An Index for Single Source All Destinations Distance Queries in Temporal Graphs

A typical task in temporal graphs analysis is answering single-source-all-destination (SSAD) temporal distance queries. An SSAD query starting at a vertex $v$ asks for the temporal distances, e.g., durations or earliest arrival times between $v$ and all other vertices. We introduce an index to speed up SSAD temporal distance queries called Substream index. The indexing is based on the construction of $k$ subgraphs and a mapping from the vertices to the subgraphs. Each subgraph contains the temporal edges sufficient to answer queries starting from any vertex mapped to the subgraph. We answer a query starting at a vertex $v$ with a single pass over the edges of the subgraph. Our index supports dynamic updates, i.e., efficient insertion and deletion of temporal edges. Unfortunately, deciding if a Substream index of a given size exists is NP-complete. However, we provide an efficient greedy approximation that constructs an index at most $k/\delta$ times larger than an optimal index where $\delta$, with $1\leq\delta\leq k$, depends on the temporal and spatial structure of the graph. Moreover, we improve the running time of the approximation in three ways.

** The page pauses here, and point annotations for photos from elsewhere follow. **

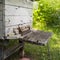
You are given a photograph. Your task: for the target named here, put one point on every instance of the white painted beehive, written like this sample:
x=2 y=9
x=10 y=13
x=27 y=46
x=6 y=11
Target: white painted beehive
x=14 y=14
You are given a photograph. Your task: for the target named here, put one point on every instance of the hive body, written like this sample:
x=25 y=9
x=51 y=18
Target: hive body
x=15 y=15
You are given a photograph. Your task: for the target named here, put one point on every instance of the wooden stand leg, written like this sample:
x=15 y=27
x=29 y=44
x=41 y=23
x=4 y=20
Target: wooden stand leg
x=21 y=51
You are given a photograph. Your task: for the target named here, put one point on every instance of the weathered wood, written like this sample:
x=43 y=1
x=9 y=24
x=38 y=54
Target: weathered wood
x=38 y=37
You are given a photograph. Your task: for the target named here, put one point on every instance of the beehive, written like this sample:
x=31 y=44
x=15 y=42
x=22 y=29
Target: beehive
x=15 y=18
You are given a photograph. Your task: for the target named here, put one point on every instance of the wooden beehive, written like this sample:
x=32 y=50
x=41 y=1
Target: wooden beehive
x=15 y=18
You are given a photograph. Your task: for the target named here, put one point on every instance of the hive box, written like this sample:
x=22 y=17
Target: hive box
x=15 y=15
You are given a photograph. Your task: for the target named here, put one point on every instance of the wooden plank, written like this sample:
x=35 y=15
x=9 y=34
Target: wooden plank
x=37 y=37
x=22 y=3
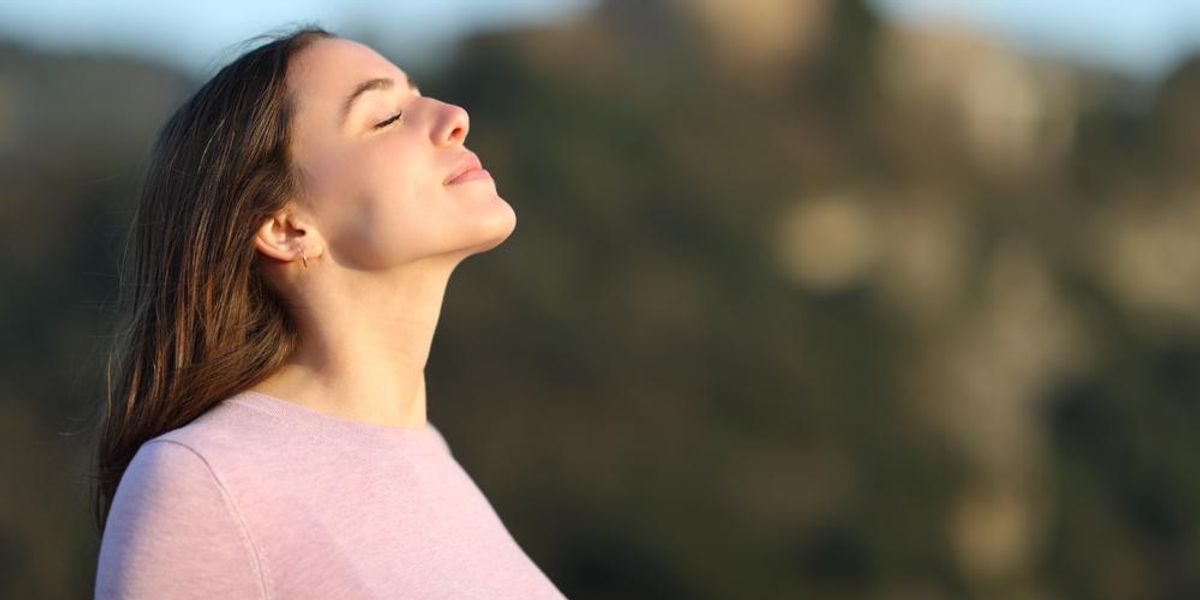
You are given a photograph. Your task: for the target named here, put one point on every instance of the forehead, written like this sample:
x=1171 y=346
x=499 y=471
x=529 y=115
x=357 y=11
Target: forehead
x=325 y=71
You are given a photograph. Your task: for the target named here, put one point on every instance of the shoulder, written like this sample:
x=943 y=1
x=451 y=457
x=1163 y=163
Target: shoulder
x=173 y=529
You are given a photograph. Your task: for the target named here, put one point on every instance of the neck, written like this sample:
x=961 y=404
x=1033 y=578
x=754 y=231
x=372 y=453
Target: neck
x=364 y=345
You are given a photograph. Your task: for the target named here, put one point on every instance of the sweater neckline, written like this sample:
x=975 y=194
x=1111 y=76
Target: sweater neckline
x=329 y=423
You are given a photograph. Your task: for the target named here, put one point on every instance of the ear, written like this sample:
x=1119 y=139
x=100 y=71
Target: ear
x=285 y=235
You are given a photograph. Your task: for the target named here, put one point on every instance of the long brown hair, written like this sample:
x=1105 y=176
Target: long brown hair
x=202 y=322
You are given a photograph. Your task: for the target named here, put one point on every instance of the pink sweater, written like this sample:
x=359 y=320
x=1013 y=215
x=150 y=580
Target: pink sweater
x=267 y=499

First, we use an auxiliary index called Time Skip index to speed up the construction and queries by skipping edges that do not need to be considered. Next, we apply min-hashing to avoid costly union operations. Finally, we use parallelization to take the parallel processing capabilities of modern processors into account. An extensive evaluation using real-world temporal networks shows the efficiency and effectiveness of our indices, and query times are significantly improved for all data sets.